On the other end of Marina Bay, IOI Properties—controlled by Malaysian billionaire brothers Lee Yeow Chor and Lee Yeow Seng—is developing a hotel as part of a mixed use residential and commercial project.

In Tanjong Pagar on the edge of the Raffles Place central business district, Indonesian billionaire Sukanto Tanoto’s Pacific Eagle Real Estate opened its first Singapore hotel in July. The 304-room Mondrian Duxton Singapore near Chinatown was built at a cost of S$400 million.

Mondrian Duxton’s general manager, Robert C. Hauck, is upbeat about the hotel’s prospects. “We have to compete regionally with other cities, but right now Singapore feels like the center of the world,” he said.

Across the Keppel Harbor, billionaire Asok Kumar Hiranandani’s Royal Group is working overtime to complete the construction of their luxurious all-villa Raffles Sentosa Resort and Spa on Sentosa Island in time for next year’s grand opening.
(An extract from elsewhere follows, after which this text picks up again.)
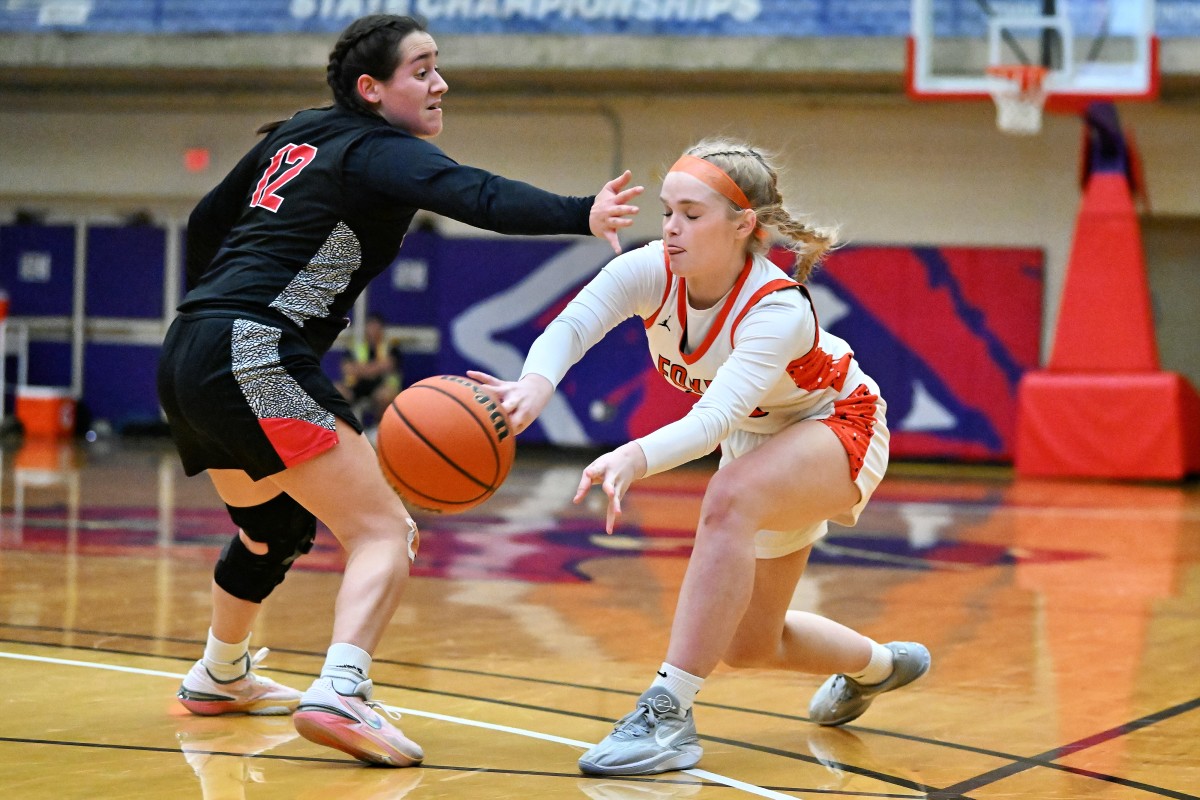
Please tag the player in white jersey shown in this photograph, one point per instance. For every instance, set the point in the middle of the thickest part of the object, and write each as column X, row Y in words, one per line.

Royal Group also plans to redevelop the Ming Arcade, an aging shopping mall on Cuscaden Road near Orchard Road, into a boutique hotel. On the same street, Pansy Ho’s Shun Tak Holdings will open in November the 142-room Artyzen Singapore, which features a rooftop garden where guests can swim in the 25-meter cantilevered infinity pool.

Also in November, billionaire Kwek Leng Beng’s City Developments and Hong Leong Group will open Singapore’s first Edition hotel, a 204-room boutique hotel that’s part of the upscale mixed use development that includes the Boulevard 88 residential condominium beside the Four Seasons Hotel.
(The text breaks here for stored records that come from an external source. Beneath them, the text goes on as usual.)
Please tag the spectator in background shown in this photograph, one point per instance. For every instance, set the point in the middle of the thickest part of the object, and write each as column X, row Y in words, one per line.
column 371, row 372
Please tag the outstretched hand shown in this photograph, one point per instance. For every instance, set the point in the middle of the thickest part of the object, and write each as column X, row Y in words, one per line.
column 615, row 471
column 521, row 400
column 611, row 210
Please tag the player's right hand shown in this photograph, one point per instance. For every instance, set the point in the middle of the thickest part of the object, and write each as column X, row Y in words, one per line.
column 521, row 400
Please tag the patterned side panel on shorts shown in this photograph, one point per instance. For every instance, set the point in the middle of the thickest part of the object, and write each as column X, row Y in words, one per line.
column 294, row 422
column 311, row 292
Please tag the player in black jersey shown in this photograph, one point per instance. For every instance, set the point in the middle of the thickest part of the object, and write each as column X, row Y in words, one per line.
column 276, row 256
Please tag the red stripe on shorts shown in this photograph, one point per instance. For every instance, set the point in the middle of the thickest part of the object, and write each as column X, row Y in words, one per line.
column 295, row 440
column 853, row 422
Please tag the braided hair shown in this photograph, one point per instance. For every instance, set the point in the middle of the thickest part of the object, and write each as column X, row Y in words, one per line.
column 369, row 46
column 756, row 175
Elsewhere in Singapore, billionaire Choo Chong Ngen, who made his early fortune from budget hotel chain Hotel 81 in the city’s red light district, has been expanding rapidly into mid tier markets. Led by his daughter Carolyn, Choo’s Worldwide Hotels bought the 542-room Parkroyal on Kitchener near Little India for S$525 million in July from Wee’s UOL Group and is rebranding it as Novotel Singapore. The company is spending another S$1.1 billion to open two brand new hotels in the Lion City by the end of the year.

“The outlook is very positive,” Carolyn said in an interview published in the September edition of Forbes Asia. “It’s just that with high interest rates, a lot of investments will need a very long term horizon.”

—With additional reporting from Gloria Haraito and Jessica Tan.